What will happen if there are two network adapters with the same MAC addresses. Will the DHCP server assign the same IP address to both hosts if fixed hosts has been set up? What other issues could this cause?
There will be a conflict on the network. Only one of the adapters will be assigned with an IP address and the other won't. It will be on "first come first serve" basis. It's very rare to get two network cards with same "factory" MAC address though.
It's supposed to be impossible. Each manufacturer gets its own MAC header, and the manufacturer is responsible for never generating the same MAC ID twice.
DHCP isn't responsible for IP to MAC resolution, so results may vary... theoretically, there would be no problem at the DHCP level. DHCP doesn't really even care about the MAC address; it's just concerned with host names.
The real problem is going to be your layer-1 equipment (switches) and ARP: this is the protocol that resolves IP addresses to MAC addresses.
If they're on the same Ethernet segment, this can cause all kinds of problems, depending on your network hardware. The problem is that Ethernet switches rely on the MAC address to know where to send packets. If you have 2 machines with the same MAC ID, the switch will get confused and only send packets to one machine. The most likely outcomes are that one computer will get all the traffic and the other will get none, or that the switch will sometimes send data to one PC and then to the other.
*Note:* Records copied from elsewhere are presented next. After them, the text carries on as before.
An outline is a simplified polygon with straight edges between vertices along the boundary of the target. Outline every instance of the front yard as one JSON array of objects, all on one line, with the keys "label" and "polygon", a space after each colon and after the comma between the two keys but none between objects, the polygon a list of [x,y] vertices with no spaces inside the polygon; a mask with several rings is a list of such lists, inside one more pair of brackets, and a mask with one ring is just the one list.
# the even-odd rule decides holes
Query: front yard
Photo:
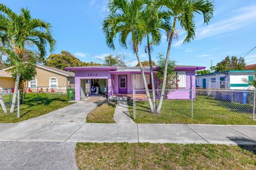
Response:
[{"label": "front yard", "polygon": [[[135,102],[137,123],[185,123],[256,125],[252,120],[253,107],[217,100],[204,96],[197,96],[193,101],[193,118],[190,100],[164,100],[159,114],[150,113],[148,102]],[[132,102],[129,110],[133,117]]]},{"label": "front yard", "polygon": [[255,152],[254,146],[78,143],[76,158],[79,169],[255,169]]},{"label": "front yard", "polygon": [[17,117],[17,112],[5,114],[0,108],[0,123],[15,123],[37,117],[60,108],[71,105],[67,101],[67,94],[28,93],[24,103],[20,105],[20,118]]},{"label": "front yard", "polygon": [[115,123],[114,114],[116,103],[106,100],[91,112],[86,117],[87,123]]}]

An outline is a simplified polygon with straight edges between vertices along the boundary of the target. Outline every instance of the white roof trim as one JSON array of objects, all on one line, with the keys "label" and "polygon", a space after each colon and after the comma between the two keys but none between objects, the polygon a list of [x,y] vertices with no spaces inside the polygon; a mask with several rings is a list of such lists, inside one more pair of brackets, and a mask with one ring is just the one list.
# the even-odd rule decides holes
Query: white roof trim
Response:
[{"label": "white roof trim", "polygon": [[[39,67],[39,68],[41,68],[42,69],[44,69],[44,70],[48,70],[48,71],[51,71],[51,72],[54,72],[55,73],[58,73],[58,74],[61,74],[61,75],[65,75],[65,76],[70,76],[70,77],[74,77],[72,75],[68,75],[68,74],[64,74],[64,73],[61,73],[61,72],[59,72],[58,71],[55,71],[55,70],[52,70],[52,69],[48,69],[48,68],[45,68],[43,66],[42,66],[39,65],[36,65],[36,66]],[[9,69],[12,69],[12,67],[13,67],[13,66],[12,66],[11,67],[8,67],[8,68],[6,68],[6,69],[3,69],[2,71],[7,71]]]},{"label": "white roof trim", "polygon": [[36,66],[38,67],[39,68],[41,68],[42,69],[46,70],[48,70],[48,71],[51,71],[51,72],[54,72],[54,73],[58,73],[58,74],[61,74],[61,75],[66,75],[67,76],[72,76],[73,77],[73,76],[70,76],[70,75],[66,74],[59,72],[58,71],[55,71],[55,70],[52,70],[52,69],[50,69],[45,68],[45,67],[43,67],[43,66],[42,66],[41,65],[37,65]]}]

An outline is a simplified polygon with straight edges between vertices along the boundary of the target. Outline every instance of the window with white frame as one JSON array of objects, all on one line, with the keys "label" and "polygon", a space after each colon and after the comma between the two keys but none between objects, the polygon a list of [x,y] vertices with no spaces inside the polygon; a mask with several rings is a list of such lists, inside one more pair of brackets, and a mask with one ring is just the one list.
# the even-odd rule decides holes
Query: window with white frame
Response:
[{"label": "window with white frame", "polygon": [[29,82],[30,83],[29,87],[31,87],[31,88],[35,88],[37,86],[37,82],[36,79],[33,79]]},{"label": "window with white frame", "polygon": [[179,80],[178,87],[179,88],[186,88],[186,71],[178,71],[176,72],[176,75]]},{"label": "window with white frame", "polygon": [[58,80],[55,78],[50,79],[50,86],[51,88],[56,88],[58,86]]},{"label": "window with white frame", "polygon": [[[150,74],[145,74],[145,76],[147,83],[149,84],[150,82]],[[141,74],[132,74],[132,88],[133,89],[144,89],[145,88]]]}]

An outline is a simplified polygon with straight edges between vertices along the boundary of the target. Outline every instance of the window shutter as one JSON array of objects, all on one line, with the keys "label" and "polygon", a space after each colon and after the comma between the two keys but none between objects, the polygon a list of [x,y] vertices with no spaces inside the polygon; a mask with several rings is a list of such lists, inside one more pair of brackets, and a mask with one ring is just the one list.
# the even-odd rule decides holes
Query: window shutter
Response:
[{"label": "window shutter", "polygon": [[178,84],[179,88],[186,88],[186,71],[179,71],[177,72],[177,75],[179,80]]}]

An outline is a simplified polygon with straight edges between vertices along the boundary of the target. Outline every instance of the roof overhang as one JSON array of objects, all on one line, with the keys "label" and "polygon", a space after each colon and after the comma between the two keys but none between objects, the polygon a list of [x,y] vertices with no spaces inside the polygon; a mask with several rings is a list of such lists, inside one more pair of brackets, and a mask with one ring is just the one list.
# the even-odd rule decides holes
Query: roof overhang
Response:
[{"label": "roof overhang", "polygon": [[40,69],[44,69],[44,70],[46,70],[51,71],[51,72],[54,72],[54,73],[57,73],[57,74],[61,74],[61,75],[65,75],[65,76],[66,76],[74,77],[74,76],[73,76],[73,75],[68,75],[68,74],[64,74],[64,73],[61,73],[61,72],[60,72],[55,71],[55,70],[52,70],[52,69],[46,68],[46,67],[43,67],[43,66],[41,66],[41,65],[37,65],[36,66],[38,67],[38,68],[40,68]]},{"label": "roof overhang", "polygon": [[66,67],[66,70],[76,71],[76,70],[116,70],[116,67],[105,66],[105,67]]},{"label": "roof overhang", "polygon": [[175,70],[199,70],[205,69],[206,66],[174,66]]},{"label": "roof overhang", "polygon": [[[141,74],[141,71],[109,71],[110,74]],[[144,73],[146,74],[149,74],[150,73],[150,71],[144,71]],[[153,71],[153,73],[156,73],[156,71]]]}]

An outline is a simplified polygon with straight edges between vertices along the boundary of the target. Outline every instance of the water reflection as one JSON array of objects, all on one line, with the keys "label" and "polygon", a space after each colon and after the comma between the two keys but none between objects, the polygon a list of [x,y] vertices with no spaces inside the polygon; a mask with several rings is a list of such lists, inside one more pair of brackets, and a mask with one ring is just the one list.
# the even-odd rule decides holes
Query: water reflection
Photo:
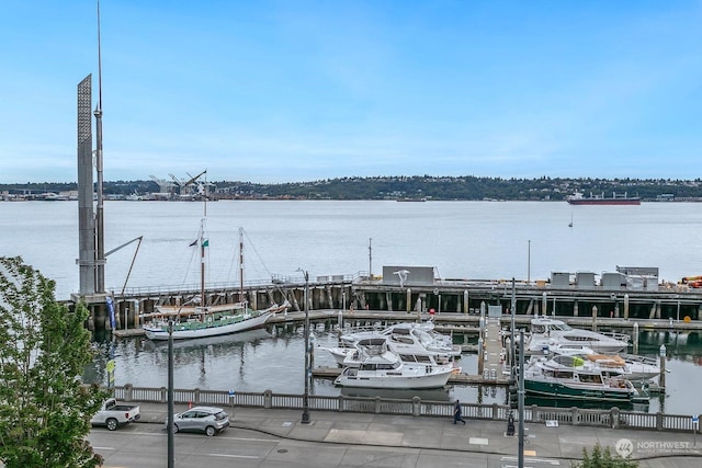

Also, ARP is going to get very confused. Depending on the situation, you could lock up routers as the two computers fight for the same hardware address.
There are situations where this works, however: this is actually a common practice on Windows servers, known as load balancing. Two servers assign the same MAC and IP address to their "public" network cards, and they share the traffic. However, there are some serious side effects from doing this: the computers require a second pair of network adapters to coordinate between them. They also have additional MAC addresses on the public ports for outbound traffic. Since the incoming MAC is never registered on the switch, all inbound packets are treated as broadcast packets and go to ALL comptuers on the subnet. (This is why you should put NLB computers on their own smart switch, connected directly to a router.)
When things go wrong with NLB, you get a situation where only one computer gets traffic, and the other one just sits there, deaf and dumb.
Update: longer explanation of DHCP vs ARP follows:
I said that DHCP doesn't care about MAC addresses; that's not entirely accurate: DHCP uses the MAC address to assign an IP address (and other parameters, such as DNS, routes, etc.) to the client, but it's not responsible for how other computers resolve IP's to MAC's. You can run a network with no DHCP server, and it will work just fine.
ARP is the protocol that lets other computers look up your MAC address based on your IP address. It's a decentralized process that uses a broadcast to ask "who has IP x.x.x.x?", and the owner of IP x.x.x.x responds with "That's me!"
If two computers had the same MAC and the same IP, they would both respond with the "that's me!" message at the same time. The receiving computer wouldn't know how to handle that: I believe the response to that situation is undefined, since it's never supposed to happen. My guess is that the first response would "win".
If two computers had two different IP's, but the same MAC, there are two possible outcomes: it's actually possible that they could, to a limited degree, communicate with other hosts on the same network, but only in a non-switched environment (for example, two hosts on the same WiFi router or an old Ethernet hub.)
In reality, though, network drivers check for address collisions and fail to start up when another computer responds to the "does anyone else have this MAC address?" question. Back in the ARCNet days, when you used 12 DIP switches to set the MAC, we used to have that happen sometimes. The network card drivers would fail when we made the mistake of setting a card to an address that was always in use.